简体   繁体   English

WHERE子句中的MySQL RAND()匹配一小组行

[英]MySQL RAND() in WHERE clause matches a small set of rows

i get into an interesting issue with MySQL. 我遇到一个与MySQL有关的有趣问题。 When i try to multiply RAND() function with some big integer, i get max random number really small. 当我尝试将RAND()函数与某个大整数相乘时,我得到的最大随机数确实很小。 Here is my MySQL query, that should be a very fast random query, but it returns ID max 36000, even when there are 4600000+ IDs. 这是我的MySQL查询,应该是一个非常快速的随机查询,但是即使有4600000+个ID,它也会返回最大ID 36000。

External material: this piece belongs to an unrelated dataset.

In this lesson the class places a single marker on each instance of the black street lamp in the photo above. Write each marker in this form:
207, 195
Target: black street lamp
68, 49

SET @maxID=(SELECT MAX(id) FROM property); #it's about 4600000

SELECT * FROM property
WHERE 
downloaded_at IS NULL
AND id >= FLOOR(1 + RAND() * @maxID) #this returns max +/-36000
LIMIT 100

When i move this code into plain SELECT query, everything is fine 当我将此代码移入普通SELECT查询时,一切都很好

SELECT FLOOR(1 + RAND() * (SELECT MAX(id) FROM property))

Could someone please explain, why this error occurs? 有人可以解释一下,为什么会发生此错误吗? Thank you! 谢谢!

edits 编辑


Hm, somehow when i remove downloaded_at IS NULL it comes to sences, ID's are higher, but results are not that random anymore. 嗯,不知何故,当我删除downloaded_at IS NULL时,ID更高,但是结果不再是随机的了。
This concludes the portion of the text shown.